Sales team motivation

It is not easy for an entrepreneur to create a different framework for each individual manager. However, when you have a team, it is necessary to build a general framework.

How do you do that? You could divide the team into departments.

Let’s imagine you have a sales department where the team is motivated in a particular way. Those working in logistics need something else. Those in production are motivated by other factors, and so on. “Typically, salespeople are driven to make more money from what they sell. They need to self-evaluate their performance and calculate their bonus based on it, and even better, to have a neutral, automatic evaluation system like a scoreboard,” according to Ovidiu Toader, entrepreneur coach, in his book “Money and Freedom”. He advises us not to offer a percentage commission on sales.

We better set value bonuses to be compared to salary, not what was sold. At the same time, bonuses should be of two types: individual and team performance bonus. It is very important that bonuses, even if they are offered “for the holidays”, are also related to performance. In this way, the performance of sales people is rewarded, evaluated in relation to the results obtained: increasing sales, optimizing a process, meeting a clear objective in the business.

The principle is simple: “whatever you measure grows”, therefore it is good to measure only what we want to grow.

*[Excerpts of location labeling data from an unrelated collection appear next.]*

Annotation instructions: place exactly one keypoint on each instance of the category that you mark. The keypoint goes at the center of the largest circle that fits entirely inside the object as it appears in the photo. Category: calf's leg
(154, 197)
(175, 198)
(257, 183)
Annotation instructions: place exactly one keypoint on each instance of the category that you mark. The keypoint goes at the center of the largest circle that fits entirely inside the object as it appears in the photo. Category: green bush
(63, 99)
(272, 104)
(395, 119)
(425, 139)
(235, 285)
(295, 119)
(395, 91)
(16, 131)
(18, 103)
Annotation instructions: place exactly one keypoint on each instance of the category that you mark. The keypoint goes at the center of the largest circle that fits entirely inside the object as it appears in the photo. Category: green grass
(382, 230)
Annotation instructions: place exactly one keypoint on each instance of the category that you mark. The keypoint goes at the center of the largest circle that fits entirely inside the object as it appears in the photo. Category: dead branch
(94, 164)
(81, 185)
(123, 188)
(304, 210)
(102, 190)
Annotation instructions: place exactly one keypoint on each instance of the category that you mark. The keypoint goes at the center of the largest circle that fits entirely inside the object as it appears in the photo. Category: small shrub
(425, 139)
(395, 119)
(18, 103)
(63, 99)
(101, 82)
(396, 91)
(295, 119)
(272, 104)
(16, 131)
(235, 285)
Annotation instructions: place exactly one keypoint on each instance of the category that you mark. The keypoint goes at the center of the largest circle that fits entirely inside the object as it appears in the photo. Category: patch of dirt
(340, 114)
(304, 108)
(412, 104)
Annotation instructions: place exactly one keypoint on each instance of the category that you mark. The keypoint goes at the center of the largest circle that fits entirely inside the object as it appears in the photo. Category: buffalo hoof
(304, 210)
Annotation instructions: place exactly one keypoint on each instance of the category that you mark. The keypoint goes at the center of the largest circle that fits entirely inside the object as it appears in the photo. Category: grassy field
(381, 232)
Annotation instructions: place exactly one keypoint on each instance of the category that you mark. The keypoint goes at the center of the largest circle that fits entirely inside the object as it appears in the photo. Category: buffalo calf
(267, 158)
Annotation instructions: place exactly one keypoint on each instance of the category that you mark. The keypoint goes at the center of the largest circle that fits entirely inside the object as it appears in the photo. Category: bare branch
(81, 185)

Social Selling – a new way to make sales

Social Selling mainly involves building direct and ongoing relationships with potential leads through the use of social media and digital platforms. Unlike classic selling methods, Social Selling prioritizes building rapport with your prospects over delivering generic sales messages.

The traditional sales approach, with “cold calling” calls or unsolicited emails, have already lost their effectiveness. According to studies by the LinkedIn platform, 90% of decision makers say they will no longer buy services or products sold through these methods. Therefore, Social Selling is starting to become an important activity of a B2B sales process, with 75% of buyers and 84% of C-level executives using social media to make professional purchasing decisions. Social Selling is like a digital barista in the sales world. It’s not about aggressively pushing products. It’s about mixing connections, like a barista does with coffee and milk, and offering solutions that resonate with your audience.

The Social Selling Index (SSI) is a pretty useful tool that includes a number of metrics that can help you identify areas where you’re doing a good job selling on social platforms and areas where you can improve. Specifically, SSI measures performance on a 0-100 scale of four important pillars: creating a professional brand, identifying the right people, engaging with unique insights, and building strong relationships. According to LinkedIn, if your SSI indicator increases, the same rate can be seen in monthly sales. Either way, it’s important to approach SSI as a way to measure your progress in using social platforms like LinkedIn. In other words, it is important not to compare yourself to others, but to relate your current level to last month’s SSI figures, for example.

The link between sales and exit from the company

Are you in a B2B business model? What percentage of your company’s total sales are generated directly by you as the founder? Are you in a B2C business model? How easy is it to replace yourself in the marketing/promotion role?

When you’re the only one doing sales in your company, your chances of selling your company decrease, according to Exit by Choice. When you’re the only one doing/managing your company’s marketing campaigns/efforts, your chances of selling your company decrease. The more a company is dependent on the founder, the less scalable it is and, subsequently, less marketable, Iulian Rizea, Partner Exit by Choice, told me in a workshop.

The scalability and marketability of a company are like two traveling companions who travel a good part of that road together.

Just as you work to prepare a service offer for a client, just as you work to prepare a job offer for a colleague, you also need to prepare the company for a potential buyer or investor.

Your company is your product/service. And any transaction is a double hire., Through the due diligence done by the buyer, he hires you, and in turn you need to do a reverse due diligence to hire the buyer/investor.

Too often founders prepare their company for sale by being too busy with sales. This way they gain sales but lose the chance to build market value. I remain in the Founder’s Trap by focusing solely on sales and invariably putting out operational and delivery fires to deliver on sales promises. Let’s call this type of entrepreneur a motor entrepreneur. An entrepreneur who rather works in business.

To prepare and build a company to become scalable and salable you have to manage a transition from an engine entrepreneur to a builder entrepreneur. An entrepreneur who prefers to work in business.

Because he is so involved in selling and delivering a founder needs to be assisted in this transition to make it happen.